I was prone for more low self-esteem. Granted,I felt like other girls had something I would never have. But again, is my low self-esteem because of not having a father or because of other life stressors?

I was more likely to do poorly in school. I was an A student.

I was more likely to be incarcerated, become pregnant as a teenager and commit suicide. No, no, and never.

I would have problems interacting with men. True, it was something I needed to learn because men were a different animal that I knew nothing about, but it’s a learned skill.

These were my gifts of growing up without a father:

I have a deep connection to my mother.

I was very independent and always took care of myself.

I was courageous enough to travel by myself to Japan at age 21 with only $700 in my pocket.

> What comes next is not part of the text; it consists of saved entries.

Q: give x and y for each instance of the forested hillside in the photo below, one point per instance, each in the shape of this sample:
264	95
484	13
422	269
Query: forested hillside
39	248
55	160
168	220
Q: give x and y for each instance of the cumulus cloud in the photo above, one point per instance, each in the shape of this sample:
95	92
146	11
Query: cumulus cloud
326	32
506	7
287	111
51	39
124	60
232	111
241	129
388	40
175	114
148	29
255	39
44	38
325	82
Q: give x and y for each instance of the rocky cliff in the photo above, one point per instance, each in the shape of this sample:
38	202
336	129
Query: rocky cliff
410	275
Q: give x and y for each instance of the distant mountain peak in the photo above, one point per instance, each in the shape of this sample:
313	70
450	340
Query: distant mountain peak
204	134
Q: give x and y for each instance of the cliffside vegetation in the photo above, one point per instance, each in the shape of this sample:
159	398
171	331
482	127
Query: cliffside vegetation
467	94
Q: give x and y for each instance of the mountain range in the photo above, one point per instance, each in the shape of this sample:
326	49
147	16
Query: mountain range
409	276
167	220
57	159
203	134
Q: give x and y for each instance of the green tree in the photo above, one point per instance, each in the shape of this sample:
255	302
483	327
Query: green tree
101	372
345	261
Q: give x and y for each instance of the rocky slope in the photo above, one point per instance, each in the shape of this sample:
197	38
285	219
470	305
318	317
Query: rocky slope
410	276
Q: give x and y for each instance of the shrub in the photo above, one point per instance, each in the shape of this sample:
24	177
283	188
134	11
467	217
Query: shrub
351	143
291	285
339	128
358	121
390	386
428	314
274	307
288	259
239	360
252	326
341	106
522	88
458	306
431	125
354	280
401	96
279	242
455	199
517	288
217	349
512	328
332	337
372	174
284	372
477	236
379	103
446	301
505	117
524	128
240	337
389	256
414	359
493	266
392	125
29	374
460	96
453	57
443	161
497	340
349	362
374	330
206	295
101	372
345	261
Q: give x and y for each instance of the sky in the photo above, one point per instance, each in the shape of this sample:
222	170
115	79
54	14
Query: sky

I traveled to over 35 countries since.

I developed courage and great values, to protect those in need.

I overcame my own demons so that I can be a leader and help the world.

I developed a determined spirit of surviving no matter what.

I learned to claim my voice and let it be heard.

I’m a loyal friend who only wants to love and be loved.

Whether you grow up with a dad or not, or whether he was a great dad or a terrible one, it’s a gift. You are not a statistic or a foregone conclusion.You create your own destiny.

If your father hurt you, forgive him (whether he is dead or alive).

If your father passed away, pray for him and connect with his soul.

I believe that my father is my father as a part of a soul contract that happened way before I came into physical existence in my mother’s womb. I am grateful, because I know that in spite of his mental illness, he loved us, in his own way. I feel sorry for him and I pray for him. I send him love and I hope he experiences peace and happiness wherever he is. I’m grateful that he gave me this gift of life and the strength to share all of this with you.

So celebrate your dads today. And remember that you own your destiny and you always have the power to beat the statistics.

If you are the only reader who increases her gratitude for her dad, forgives his imperfections and sees the gift in it, then that is enough for me. I made my difference. Perhaps this was the purpose of my soul contract with my dad.